To start up the PN process, the sludge that is obtained from sludge refluxed liquid in a municipal sewage treatment plant was inoculated originally to the reactors (mixed liquid suspended solid (MLSS) was 4500 mg/L, and wet sludge inoculation dosage was 1.5 L). Tap water, (NH4)2SO4, and NaHCO3 were added to the domestic sewage to form low C/N wastewater with the detail contents of COD 30–53 mg/L, NH4 +-N 183–220 mg/L, NO2 -N 0–1.1 mg/L, NO3 -N 0–3.5 mg/L, and pH value 7.0–7.5. To promote the growth of AOB and eliminate the metabolism of NOB, constant temperature of 28 °C and relatively low DO concentration of 0.8–1.0 mg/L were maintained during the start-up (phase I). When nitrite accumulation rate (NAR) rose above 80%, AOB was supposed to be sufficient in the system and DO rose up to around 1.5 mg/L accordingly to realize stable operation (phase II).

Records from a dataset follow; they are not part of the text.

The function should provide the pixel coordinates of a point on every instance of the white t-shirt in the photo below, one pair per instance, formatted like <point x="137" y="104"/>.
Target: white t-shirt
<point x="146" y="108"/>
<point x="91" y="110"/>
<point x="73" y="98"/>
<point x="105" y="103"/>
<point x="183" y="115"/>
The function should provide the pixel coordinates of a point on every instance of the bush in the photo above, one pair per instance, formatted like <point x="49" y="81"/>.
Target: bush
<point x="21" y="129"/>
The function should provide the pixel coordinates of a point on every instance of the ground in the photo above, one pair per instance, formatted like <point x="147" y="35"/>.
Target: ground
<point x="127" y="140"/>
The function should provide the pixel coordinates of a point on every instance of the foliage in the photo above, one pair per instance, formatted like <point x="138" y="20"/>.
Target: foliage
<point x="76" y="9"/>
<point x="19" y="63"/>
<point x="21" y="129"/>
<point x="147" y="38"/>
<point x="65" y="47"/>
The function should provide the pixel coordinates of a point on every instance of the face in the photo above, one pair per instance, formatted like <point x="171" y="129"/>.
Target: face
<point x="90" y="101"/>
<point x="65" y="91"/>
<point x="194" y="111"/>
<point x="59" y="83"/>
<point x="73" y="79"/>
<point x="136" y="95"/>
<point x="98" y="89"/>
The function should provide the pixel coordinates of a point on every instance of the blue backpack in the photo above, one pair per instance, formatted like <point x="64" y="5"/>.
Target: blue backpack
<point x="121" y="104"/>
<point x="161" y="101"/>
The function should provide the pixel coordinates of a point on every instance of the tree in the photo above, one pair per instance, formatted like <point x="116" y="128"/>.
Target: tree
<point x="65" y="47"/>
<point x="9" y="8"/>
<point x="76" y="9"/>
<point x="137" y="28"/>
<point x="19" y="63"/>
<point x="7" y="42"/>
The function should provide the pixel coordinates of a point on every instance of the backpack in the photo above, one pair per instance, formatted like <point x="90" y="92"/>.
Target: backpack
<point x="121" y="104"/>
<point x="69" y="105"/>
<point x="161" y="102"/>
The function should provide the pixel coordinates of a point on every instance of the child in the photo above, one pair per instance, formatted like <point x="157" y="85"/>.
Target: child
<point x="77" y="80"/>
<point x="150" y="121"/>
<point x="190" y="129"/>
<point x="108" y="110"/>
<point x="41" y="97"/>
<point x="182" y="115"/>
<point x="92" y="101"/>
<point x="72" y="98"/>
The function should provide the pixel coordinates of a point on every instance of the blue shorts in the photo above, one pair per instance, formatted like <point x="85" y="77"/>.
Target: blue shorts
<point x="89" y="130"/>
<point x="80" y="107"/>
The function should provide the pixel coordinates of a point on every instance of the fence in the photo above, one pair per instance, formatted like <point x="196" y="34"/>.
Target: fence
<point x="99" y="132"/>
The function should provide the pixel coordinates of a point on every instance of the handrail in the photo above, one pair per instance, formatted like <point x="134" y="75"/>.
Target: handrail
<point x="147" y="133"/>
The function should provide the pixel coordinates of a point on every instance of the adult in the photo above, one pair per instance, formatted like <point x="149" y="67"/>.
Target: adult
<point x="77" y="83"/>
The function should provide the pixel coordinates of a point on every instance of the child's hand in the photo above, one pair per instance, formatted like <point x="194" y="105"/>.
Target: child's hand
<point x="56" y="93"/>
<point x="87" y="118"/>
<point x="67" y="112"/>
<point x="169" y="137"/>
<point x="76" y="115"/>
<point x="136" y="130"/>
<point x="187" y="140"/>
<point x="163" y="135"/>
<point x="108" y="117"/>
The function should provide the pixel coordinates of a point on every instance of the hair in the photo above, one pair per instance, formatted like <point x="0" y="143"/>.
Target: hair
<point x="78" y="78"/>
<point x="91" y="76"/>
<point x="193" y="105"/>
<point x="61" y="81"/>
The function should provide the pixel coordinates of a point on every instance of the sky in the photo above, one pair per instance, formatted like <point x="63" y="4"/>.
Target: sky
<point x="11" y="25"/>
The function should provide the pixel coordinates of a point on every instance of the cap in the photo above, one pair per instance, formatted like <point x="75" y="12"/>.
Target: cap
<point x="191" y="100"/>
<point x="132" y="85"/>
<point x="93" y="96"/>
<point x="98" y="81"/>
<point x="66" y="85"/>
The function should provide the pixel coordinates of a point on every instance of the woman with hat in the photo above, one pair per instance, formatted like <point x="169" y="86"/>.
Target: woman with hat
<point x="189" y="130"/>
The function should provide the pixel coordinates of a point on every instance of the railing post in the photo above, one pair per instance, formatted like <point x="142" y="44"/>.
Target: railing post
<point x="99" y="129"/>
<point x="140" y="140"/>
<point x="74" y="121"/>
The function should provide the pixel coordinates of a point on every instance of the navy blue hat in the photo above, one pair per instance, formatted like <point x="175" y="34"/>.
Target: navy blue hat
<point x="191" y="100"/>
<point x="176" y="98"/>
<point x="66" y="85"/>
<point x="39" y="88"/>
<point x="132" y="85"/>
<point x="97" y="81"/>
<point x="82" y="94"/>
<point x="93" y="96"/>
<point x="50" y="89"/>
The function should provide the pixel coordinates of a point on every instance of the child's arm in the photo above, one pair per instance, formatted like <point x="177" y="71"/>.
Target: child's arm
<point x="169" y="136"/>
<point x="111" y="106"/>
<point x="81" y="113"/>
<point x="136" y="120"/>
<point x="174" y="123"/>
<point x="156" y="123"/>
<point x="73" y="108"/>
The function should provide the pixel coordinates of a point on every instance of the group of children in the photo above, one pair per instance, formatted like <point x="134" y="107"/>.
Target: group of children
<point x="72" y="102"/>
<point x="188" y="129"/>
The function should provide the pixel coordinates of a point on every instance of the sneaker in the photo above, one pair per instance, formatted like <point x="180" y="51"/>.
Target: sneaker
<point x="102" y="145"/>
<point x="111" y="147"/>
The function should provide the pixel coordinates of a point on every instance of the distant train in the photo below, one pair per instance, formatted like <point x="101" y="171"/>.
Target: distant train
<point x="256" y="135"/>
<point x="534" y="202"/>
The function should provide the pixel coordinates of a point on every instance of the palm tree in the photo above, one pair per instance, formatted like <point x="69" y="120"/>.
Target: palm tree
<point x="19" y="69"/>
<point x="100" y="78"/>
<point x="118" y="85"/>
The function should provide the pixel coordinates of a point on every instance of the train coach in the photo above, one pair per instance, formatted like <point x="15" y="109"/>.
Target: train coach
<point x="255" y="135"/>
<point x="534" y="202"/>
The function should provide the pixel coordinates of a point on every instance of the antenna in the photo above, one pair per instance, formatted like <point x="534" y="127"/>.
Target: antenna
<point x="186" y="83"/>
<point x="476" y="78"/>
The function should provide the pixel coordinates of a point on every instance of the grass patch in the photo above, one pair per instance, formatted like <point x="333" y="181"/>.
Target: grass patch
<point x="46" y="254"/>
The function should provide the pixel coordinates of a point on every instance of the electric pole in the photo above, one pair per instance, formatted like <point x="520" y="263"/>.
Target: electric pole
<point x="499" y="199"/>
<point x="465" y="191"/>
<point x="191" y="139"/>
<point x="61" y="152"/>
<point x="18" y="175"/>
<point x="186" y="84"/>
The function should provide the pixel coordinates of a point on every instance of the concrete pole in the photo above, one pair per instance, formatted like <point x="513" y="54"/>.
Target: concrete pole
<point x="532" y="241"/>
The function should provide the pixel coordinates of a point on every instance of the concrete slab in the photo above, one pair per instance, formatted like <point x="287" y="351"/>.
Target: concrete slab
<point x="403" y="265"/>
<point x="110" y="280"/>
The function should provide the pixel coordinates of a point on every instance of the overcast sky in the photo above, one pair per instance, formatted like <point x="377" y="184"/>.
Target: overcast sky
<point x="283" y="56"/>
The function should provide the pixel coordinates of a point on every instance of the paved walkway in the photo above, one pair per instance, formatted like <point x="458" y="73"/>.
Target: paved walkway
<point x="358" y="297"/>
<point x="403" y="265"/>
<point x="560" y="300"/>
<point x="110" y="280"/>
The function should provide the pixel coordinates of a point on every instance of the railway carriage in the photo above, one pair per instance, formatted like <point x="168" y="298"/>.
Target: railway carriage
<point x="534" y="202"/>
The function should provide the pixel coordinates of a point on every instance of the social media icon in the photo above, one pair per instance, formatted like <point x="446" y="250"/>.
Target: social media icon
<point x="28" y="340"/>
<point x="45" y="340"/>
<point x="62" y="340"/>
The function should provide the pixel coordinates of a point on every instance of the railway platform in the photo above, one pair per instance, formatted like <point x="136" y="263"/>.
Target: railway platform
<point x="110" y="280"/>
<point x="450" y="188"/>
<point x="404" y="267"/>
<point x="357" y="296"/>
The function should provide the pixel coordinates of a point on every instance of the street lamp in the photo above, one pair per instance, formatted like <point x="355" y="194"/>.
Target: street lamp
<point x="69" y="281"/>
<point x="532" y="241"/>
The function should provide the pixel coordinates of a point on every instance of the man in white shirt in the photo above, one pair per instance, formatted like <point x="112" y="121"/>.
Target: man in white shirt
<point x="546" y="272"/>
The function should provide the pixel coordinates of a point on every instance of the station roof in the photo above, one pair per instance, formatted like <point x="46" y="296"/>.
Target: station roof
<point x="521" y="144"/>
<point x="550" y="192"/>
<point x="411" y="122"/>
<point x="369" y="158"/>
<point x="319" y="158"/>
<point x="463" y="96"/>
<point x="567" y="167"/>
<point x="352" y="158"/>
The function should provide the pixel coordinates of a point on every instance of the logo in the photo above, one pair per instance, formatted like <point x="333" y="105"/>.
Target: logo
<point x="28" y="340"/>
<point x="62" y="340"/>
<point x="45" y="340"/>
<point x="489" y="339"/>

The two reactors were operated parallel with two cycles every day (aeration 11 h, sedimentation and drainage 1 h).

Chemical analysis of water quality

The concentrations of COD, NH4 +-N, NO2 -N, and NO3 -N in influent and effluent were measured daily according to the standard methods by ultraviolet and visible spectrophotometers (V550, JASCO, Japan) (APHA 1995). DO was measured by using an oxygen meter (Model 55/12, YSI, USA), while the pH value was detected by a pH meter (PB-10, Sartorius, Germany). Ammonia removal efficiency (ARE), nitrogen removal efficiency (NRE), and NAR were calculated according to the following three equations to evaluate the reactors’ performance.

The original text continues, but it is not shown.